Em 9 de outubro de 2002, foi executada por injeção
letal, no Estado da Flórida, Aileen Wuornos, a primeira
assassina serial dos Estados Unidos e uma das únicas do mundo.
Conhecida como a Donzela da Morte,
ela matou seis homens de meia idade enquanto trabalhava como prostituta
nas auto-estradas americanas. Em 2001, depois de mais de uma década encarcerada,
a assassina pediu para ser condenada à morte de uma vez, pois não
havia "razão para ficar gastando o dinheiro dos contribuintes
comigo. Matei sim, e mataria novamente, se pudesse", declarou. "Tenho
ódio correndo em minhas veias".
Aileen sofreu abusos na infância e consumiu
drogas durante toda a vida. Começou a se prostituir aos 14 anos e cometeu
seu primeiro assassinato em 1989, matando mais cinco pessoas (ou seis, não
se sabe ao certo) nos nove meses seguintes.
Poucas horas depois da execução
da sentença, um dos grandes veículos de Hollywood já anunciava
o início da produção de Monster,
filme independente que mostraria a vida da assassina. Não seria motivo
para alarde, afinal, Hollywood não é conhecida por deixar assuntos
esfriarem antes de transformá-los em película. Entretanto, a presença
de Charlize Theron (Doce novembro) como a protagonista
causou espanto. Theron parecia uma escolha equivocada para o papel, afinal ela
é belíssima, tem um rosto conhecido demais e parecia incapaz de
garantir alguma verossimilhança para a trama.

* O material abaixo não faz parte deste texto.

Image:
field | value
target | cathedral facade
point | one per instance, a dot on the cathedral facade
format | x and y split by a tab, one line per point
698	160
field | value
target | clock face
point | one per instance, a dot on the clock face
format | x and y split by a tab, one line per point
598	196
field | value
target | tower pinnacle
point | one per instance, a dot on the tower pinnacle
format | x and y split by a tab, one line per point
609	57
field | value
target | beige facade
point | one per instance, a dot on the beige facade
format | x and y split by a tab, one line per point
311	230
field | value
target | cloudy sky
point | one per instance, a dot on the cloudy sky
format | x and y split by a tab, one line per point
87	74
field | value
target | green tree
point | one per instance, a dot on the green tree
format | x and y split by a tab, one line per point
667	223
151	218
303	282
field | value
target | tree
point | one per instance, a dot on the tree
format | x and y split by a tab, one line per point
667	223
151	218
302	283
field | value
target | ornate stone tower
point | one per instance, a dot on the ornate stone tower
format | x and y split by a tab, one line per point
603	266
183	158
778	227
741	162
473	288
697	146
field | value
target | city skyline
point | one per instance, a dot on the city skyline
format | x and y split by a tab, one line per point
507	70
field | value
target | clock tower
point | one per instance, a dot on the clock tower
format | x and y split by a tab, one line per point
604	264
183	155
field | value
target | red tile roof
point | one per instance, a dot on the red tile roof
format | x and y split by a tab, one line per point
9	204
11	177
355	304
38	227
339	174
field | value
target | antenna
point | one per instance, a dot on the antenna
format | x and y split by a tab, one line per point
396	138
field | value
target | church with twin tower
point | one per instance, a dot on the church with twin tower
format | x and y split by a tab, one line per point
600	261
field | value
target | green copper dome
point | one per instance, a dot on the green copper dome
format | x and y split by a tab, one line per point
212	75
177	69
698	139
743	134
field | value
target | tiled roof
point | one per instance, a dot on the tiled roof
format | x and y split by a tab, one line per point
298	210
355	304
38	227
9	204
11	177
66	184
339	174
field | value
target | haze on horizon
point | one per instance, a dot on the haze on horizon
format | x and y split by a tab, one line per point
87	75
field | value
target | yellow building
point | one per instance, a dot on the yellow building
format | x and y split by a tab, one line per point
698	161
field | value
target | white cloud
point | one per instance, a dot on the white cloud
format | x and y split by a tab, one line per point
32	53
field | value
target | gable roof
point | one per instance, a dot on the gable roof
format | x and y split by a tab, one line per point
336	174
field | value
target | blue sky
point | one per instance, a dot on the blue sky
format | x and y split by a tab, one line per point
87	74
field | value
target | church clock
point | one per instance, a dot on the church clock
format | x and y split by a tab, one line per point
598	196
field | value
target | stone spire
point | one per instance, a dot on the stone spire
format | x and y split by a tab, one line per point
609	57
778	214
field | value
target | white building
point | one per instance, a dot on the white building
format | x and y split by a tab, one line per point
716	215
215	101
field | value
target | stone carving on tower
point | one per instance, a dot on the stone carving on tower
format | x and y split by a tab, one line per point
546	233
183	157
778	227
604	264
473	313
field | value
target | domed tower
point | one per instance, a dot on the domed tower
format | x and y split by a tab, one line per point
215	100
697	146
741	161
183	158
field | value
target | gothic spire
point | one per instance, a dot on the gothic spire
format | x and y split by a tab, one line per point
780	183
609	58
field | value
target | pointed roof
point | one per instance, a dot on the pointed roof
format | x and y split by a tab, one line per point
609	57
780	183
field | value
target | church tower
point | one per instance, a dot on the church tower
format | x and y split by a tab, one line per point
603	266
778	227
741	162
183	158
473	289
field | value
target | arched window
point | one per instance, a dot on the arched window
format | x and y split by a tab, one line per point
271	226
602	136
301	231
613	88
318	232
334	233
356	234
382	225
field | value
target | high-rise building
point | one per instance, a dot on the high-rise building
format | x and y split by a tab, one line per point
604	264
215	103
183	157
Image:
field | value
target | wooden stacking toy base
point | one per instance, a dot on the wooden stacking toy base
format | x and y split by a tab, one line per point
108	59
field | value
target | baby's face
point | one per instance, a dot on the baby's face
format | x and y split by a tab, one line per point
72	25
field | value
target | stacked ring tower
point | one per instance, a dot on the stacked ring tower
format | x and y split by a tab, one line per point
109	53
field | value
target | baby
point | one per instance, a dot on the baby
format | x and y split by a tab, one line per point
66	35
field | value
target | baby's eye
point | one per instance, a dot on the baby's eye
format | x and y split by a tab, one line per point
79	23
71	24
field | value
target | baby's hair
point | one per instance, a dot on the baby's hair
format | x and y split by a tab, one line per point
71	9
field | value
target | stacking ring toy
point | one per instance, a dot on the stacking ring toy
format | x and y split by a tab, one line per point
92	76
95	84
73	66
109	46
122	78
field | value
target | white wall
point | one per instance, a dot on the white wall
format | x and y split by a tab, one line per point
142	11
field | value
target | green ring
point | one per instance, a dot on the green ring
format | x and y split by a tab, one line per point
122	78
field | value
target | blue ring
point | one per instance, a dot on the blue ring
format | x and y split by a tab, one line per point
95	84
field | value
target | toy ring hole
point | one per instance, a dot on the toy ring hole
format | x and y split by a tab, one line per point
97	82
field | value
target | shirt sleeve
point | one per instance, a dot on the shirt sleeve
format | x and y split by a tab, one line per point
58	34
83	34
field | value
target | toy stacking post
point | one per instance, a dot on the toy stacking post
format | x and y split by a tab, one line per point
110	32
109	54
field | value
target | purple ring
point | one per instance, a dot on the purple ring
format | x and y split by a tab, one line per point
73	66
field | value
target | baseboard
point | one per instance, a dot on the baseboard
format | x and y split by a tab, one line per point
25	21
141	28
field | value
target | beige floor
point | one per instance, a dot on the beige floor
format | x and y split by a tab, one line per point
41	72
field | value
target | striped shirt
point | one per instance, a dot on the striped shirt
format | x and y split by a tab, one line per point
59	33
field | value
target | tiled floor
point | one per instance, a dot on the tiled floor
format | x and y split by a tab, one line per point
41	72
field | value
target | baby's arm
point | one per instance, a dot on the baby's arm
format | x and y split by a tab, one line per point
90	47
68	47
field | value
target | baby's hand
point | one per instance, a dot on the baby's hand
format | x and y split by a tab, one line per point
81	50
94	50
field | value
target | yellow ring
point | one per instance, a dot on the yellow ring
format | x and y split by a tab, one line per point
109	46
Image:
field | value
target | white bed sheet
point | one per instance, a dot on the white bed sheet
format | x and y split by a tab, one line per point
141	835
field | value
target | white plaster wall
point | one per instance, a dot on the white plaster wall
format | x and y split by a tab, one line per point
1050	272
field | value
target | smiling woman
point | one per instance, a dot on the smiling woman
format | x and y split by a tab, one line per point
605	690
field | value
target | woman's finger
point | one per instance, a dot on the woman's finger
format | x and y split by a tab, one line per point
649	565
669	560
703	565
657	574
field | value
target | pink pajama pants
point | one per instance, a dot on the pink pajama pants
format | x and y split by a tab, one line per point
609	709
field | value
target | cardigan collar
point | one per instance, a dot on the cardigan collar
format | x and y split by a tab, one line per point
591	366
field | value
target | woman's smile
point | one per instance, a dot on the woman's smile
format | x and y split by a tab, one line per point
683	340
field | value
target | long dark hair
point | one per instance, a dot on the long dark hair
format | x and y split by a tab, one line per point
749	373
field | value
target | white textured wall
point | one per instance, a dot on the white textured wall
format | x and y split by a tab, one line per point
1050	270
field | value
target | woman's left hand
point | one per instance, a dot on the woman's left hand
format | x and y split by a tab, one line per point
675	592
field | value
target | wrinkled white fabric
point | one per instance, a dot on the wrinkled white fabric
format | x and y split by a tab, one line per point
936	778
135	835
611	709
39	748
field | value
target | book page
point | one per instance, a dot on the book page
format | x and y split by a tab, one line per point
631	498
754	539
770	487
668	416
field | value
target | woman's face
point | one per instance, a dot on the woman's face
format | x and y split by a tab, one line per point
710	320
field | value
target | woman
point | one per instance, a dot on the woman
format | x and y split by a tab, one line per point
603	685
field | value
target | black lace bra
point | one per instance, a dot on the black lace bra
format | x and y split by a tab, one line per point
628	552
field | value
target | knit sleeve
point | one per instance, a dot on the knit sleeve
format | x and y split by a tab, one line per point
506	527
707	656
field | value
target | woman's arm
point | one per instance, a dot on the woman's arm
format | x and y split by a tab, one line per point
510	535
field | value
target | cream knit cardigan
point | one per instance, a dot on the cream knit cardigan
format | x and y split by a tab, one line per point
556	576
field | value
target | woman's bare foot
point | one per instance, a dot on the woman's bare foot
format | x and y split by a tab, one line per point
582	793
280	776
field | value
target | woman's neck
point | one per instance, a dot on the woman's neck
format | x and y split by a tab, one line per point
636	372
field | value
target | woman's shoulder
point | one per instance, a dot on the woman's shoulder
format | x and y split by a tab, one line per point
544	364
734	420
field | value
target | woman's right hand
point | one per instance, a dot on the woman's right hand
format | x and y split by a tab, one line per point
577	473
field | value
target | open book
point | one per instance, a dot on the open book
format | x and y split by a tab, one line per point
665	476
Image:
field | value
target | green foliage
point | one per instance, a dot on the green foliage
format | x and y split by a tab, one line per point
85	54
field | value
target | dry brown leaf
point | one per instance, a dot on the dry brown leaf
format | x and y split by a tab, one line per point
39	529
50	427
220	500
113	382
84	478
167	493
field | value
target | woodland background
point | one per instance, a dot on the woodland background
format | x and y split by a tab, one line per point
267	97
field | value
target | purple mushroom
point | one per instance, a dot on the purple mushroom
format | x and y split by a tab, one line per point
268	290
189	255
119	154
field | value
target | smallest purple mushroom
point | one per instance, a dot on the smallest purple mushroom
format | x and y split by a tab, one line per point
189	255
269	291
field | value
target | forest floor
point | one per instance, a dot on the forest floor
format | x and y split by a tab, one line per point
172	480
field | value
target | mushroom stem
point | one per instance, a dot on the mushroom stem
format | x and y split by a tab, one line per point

Felizmente, a atriz encontrou a maneira ideal
de abordar o trabalho: ficar feia, tática que foi recentemente testada
pelas igualmente belas Nicole Kidman, em As horas, e
Salma Hayek, em Frida. Theron transformou suas formas
ao engordar 16 quilos, sofreu um processo de maquiagem que a deixou parecidíssima
com a serial killer (incluindo prótese dentária, manchas de pele e cabelos
maltratados) e, principalmente, agiu nas telas como uma verdadeira troglodita,
movendo-se e falando como a "monstra" do título. O resultado
é tão positivo que lhe rendeu o cobiçado Oscar de
Melhor atriz.
Não por acaso, a cena que abre o longa
mostra um close-up da chuva batendo em seu rosto transformado. Um tremendo
choque para quem a viu linda no recente Uma saída de mestre.
Passado o susto inicial, o filme acompanha a vida de Aileen, desde o começo
da sua carreira de crimes até seu julgamento, e tenta humanizá-la
ao dividir o fardo da culpa com a amante Selby
Wall.
Interpretada pela sempre competente
- e esquisita - Christina Ricci, Selby é uma versão
fictícia de Tyria Moore, a mulher que na vida real dividiu
os sofrimentos com Aileen. O personagem foi criado porque Tyria havia sido retratada
de forma negativa em um documentário sobre a assassina e decidiu processar
os produtores da fita. Como em Monster é exatamente isso o que
se vê na tela, o estúdio preferiu removê-la para evitar acusações
posteriores. Assim, a personagem ficou apenas em parte verídica, o que
não tira a sua força.
Selby é mostrada com dualidade. Inicialmente
aparece como algo benéfico, já que desperta em Aileen o desejo de mudar de vida, esquecer seu passado como prostituta e progredir. Por outro
lado, funciona como um catalisador involuntário da onda de violência
da assassina, já que se coloca na posição de dependente
da outra e exige boas condições financeiras. Como Aileen não
consegue se ajustar - algo mostrado numa das melhores cenas do filme, quando
um advogado explica pra ela o que significa ser uma "pessoa normal"
- apela para o crime e acaba descontrolada pela sensação de poder.
Todavia, o longa não é genial,
nem mesmo memorável. A diretora estreante Patty Jenkins,
que também assina o roteiro, exagera na idéia recorrente de tratar
a criminosa como fruto de sua condição social e parece fascinada
demais pela vida difícil da assassina. A força do filme fica mesmo
no fato de ser baseado em uma história verídica - é necessário
descontar os excessos da cineasta - e nas ótimas interpretações
das duas protagonistas, que conseguem transmitir toda a dualidade de caráter
de suas personagens.
Vale ressaltar também que, além
de mudar fisicamente Charlize Theron, a pequena produção independente
também transformou-a de coadjuvante bonitinha de filmes de ação
ou romances açucarados em uma atriz de primeira linha. Seu próximo
projeto, a adaptação para as telas do desenho animado Aeon
Flux, já garantiu à sul-africana um invejável salário
de 10 milhões de dólares,
uma quantia significativa que engorda sua conta bancária e pode fazer
os quilos extras de Ailenn Wuornos facilmente desaparecerem.